A group of Jewish activists stage a protest against Birthright Israel, an organization that provides free trips to Israel for young Jewish people on April 15 in New York City. Photo: AFP/Atilgan Ozdil/Anadolu
A group of Jewish activists stage a protest against Birthright Israel, an organization that provides free trips to Israel for young Jewish people on April 15 in New York City. Photo: AFP/Atilgan Ozdil/Anadolu

Julie Weinberg-Connors, a left-wing activist with the intention of immigrating to Israel, was initially denied entry at Ben Gurion Airport on Sept. 12.

The justification was that she had visited sites in the occupied West Bank before and in particular the Bedouin village of Khan al-Ahmar, which is slated for demolition by Israel in the coming days.

This led Israeli security services to deny her entry on the grounds that, according to Weinberg-Connors, she was “there to make trouble.”

The American-Jewish activist was eventually allowed into Israel after pressure from human rights organizations and her legal counsel.

This was part of a rash of similar delays, denials of entry and interrogations of figures Israel found undesirable in the last few months.

Israel recently passed a law allowing it to bar entry to people who advocate boycotts of Israel or Israeli settlements in the West Bank.
The most notable example was the detention of Peter Beinart, a noted American liberal columnist and commentator, for participating in a demonstration against the occupation in the West Bank.

The Beinart detention created so much backlash that Israeli Minister for Regional Cooperation Tzach Hanegbi predicted that “now there will be someone who stands there and will check that such stupidity does not recur.”

Even Prime Minister Benjamin Netanyahu called the move an “administrative mistake.”

The latest incident shows that the policy of barring entry to “ideological undesirables” continues unabated.
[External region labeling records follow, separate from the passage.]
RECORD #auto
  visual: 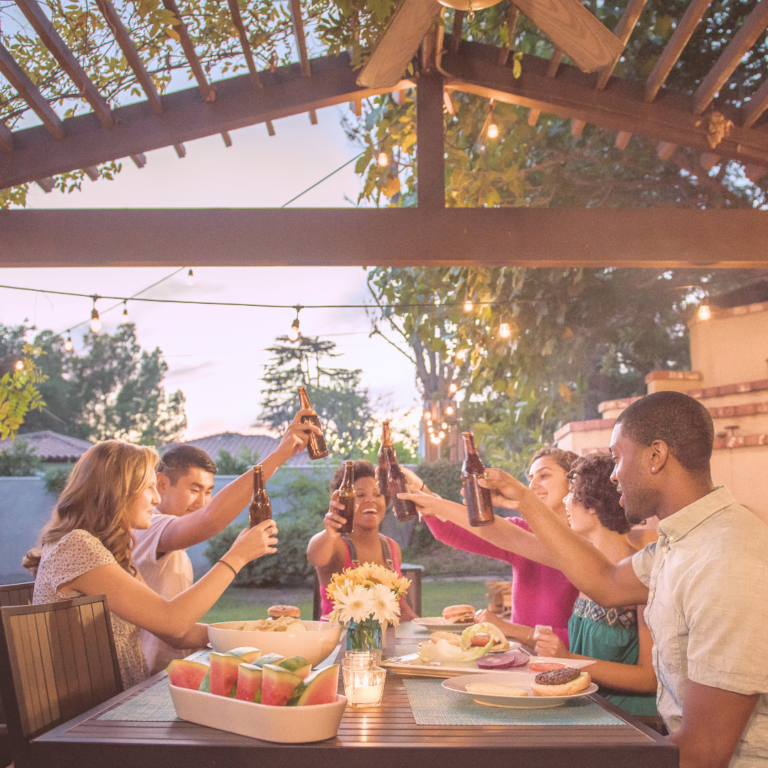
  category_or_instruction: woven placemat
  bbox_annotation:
[98,677,180,723]
[403,680,624,725]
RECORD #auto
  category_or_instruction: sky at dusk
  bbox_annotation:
[0,107,419,439]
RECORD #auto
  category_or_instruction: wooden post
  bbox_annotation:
[416,72,445,209]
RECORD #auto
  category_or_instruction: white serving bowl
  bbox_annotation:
[168,684,347,744]
[208,621,341,667]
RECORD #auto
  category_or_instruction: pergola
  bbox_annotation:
[0,0,768,267]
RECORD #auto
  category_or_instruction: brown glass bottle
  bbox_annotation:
[339,461,355,533]
[378,421,392,496]
[381,422,419,523]
[248,464,272,528]
[461,432,493,528]
[299,387,328,459]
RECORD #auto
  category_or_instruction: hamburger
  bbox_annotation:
[267,605,301,619]
[443,605,475,624]
[531,667,592,696]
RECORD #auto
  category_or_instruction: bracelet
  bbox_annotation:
[219,558,237,576]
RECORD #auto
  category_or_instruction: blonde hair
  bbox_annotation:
[22,440,159,575]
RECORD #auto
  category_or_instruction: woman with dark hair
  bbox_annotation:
[403,445,578,646]
[400,453,657,715]
[307,460,416,621]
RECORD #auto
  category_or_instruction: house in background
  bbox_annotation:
[555,281,768,522]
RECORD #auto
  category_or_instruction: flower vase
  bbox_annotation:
[347,617,384,651]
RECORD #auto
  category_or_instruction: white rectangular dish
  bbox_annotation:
[168,684,347,744]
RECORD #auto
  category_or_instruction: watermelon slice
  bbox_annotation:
[226,645,261,664]
[165,659,210,691]
[235,664,264,704]
[261,664,302,707]
[276,656,312,680]
[211,651,240,697]
[296,664,339,707]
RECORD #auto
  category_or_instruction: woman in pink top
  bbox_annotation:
[307,461,416,621]
[402,446,579,647]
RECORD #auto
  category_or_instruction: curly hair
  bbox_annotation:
[22,440,159,575]
[568,453,632,533]
[330,459,389,504]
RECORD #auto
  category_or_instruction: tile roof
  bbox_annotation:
[0,429,93,462]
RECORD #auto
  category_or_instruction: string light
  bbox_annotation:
[91,296,102,333]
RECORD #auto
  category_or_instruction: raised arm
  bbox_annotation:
[480,469,648,607]
[157,410,322,555]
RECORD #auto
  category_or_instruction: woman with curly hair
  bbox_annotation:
[401,453,657,716]
[23,440,277,689]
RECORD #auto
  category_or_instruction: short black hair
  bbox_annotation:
[568,453,632,533]
[157,445,216,485]
[616,392,715,474]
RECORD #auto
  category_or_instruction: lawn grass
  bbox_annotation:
[202,577,492,624]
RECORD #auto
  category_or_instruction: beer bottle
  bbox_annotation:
[248,464,272,528]
[378,421,392,496]
[299,387,328,459]
[461,432,493,528]
[381,421,419,523]
[339,461,355,533]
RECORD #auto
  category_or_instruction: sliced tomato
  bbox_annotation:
[528,661,565,672]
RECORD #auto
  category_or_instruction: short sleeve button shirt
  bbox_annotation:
[632,487,768,768]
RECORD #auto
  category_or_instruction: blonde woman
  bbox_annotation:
[24,440,277,688]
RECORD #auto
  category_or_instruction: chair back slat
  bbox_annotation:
[0,595,123,768]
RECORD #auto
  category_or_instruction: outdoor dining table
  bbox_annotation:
[31,627,679,768]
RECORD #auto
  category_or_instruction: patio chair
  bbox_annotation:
[0,595,123,768]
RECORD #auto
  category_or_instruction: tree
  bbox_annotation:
[259,336,372,456]
[0,323,186,445]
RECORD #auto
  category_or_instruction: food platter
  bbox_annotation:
[381,656,594,682]
[442,676,597,709]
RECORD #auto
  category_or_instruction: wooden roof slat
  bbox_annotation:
[0,43,64,141]
[743,80,768,128]
[96,0,163,115]
[16,0,115,128]
[645,0,712,101]
[693,2,768,115]
[291,0,317,125]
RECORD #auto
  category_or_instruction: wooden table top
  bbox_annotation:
[32,631,678,768]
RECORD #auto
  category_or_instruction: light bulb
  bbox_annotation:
[91,307,101,333]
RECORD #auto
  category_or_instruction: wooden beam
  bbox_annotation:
[0,54,414,189]
[6,208,768,269]
[227,0,275,136]
[645,0,712,101]
[693,2,768,115]
[442,41,768,165]
[291,0,317,125]
[0,43,64,141]
[16,0,115,128]
[96,0,163,115]
[416,72,445,210]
In fact, the Weinberg-Connors affair was an escalation from the Beinart incident.

Weinberg-Connors possessed an A-1 visa, indicating her eligibility to settle in Israel and, according to the Jerusalem Post, had filed immigration papers.

Ideological purity

Entry into a country of which one is not a citizen – although in this case very nearly one – is a privilege and not a right. It is also not unique for a country to bar activists it believes work against its interests.

But the phenomenon of detaining liberal Jewish activists has serious implications for the identity of Israel as a Jewish state.

The country was designed as a safe haven for Jews from all corners of the earth regardless of their beliefs or opinions. This is the first time an ideological purity test has limited the foundational role Israel plays in carrying out the biblical prophesy of an “ingathering of the exiles.”

The Israeli claim to be the homeland for all Jews is challenged when potential emigres are filtered based on their political sympathies. The decision is part of a trend that could have strategic repercussions.

The new measures disproportionately target left-leaning American Jews. They also serve to alienate Americans – Jewish and otherwise – by curtailing free speech, a basic ideal in the United States.

Losing the Democrats

A recently leaked document outlining the strategic goals of the Israeli Foreign Ministry stressed the need to focus on “strengthening the ties with the various streams and establishing a dialogue with key liberal elements in the Jewish world and outside it.”

Indeed, the Jewish state puts a great deal of effort into safeguarding its relations with the American Jewish community. The influential and affluent community is considered to be a major factor in assuring the significant strategic support the United States provides for Israel through its domestic political influence.

American Jews provide millions of dollars annually in charitable donations and business investment to the Jewish state. Therefore, the maintenance of strong relations with that diaspora community has been a consistent goal for Jerusalem.

The repeated detention of American Jews in order to uphold an occupation policy many in that diaspora community do not support could serve to undermine that goal.

The document also spelled out the strategic necessity that Israel improve ties with the Democratic Party ahead of the November 2018 midterm elections, in which the Republicans are expected to lose seats. A key to traditional support for Israel in the United States is its bi-partisan nature.

This policy goal indicates an Israeli fear that too close an affiliation with the Republican Party, and the Trump administration in particular, could jeopardize relations with the Democrats and lessen Israeli influence in the United States.

Netanyahu’s adversarial relations with the Obama administration had already created a rift between the Israeli government and the Democratic Party. Moves to single out and detain progressive American activists could further hamper already tense relations.

For the Israeli government, this potential development is particularly worrying, as demographic trends predict future electoral success for the Democrats.

There is very little to be gained by detaining individual American peace activists unless they have been engaged directly in violent acts.

Demonstrations in the West Bank get little exposure in the international press and have had little effect on Israeli policy or its standing in the world.

However, singling out American Jews directly undermines its support in the two constituencies it needs most in the US: its kith and kin and the Democratic political elite.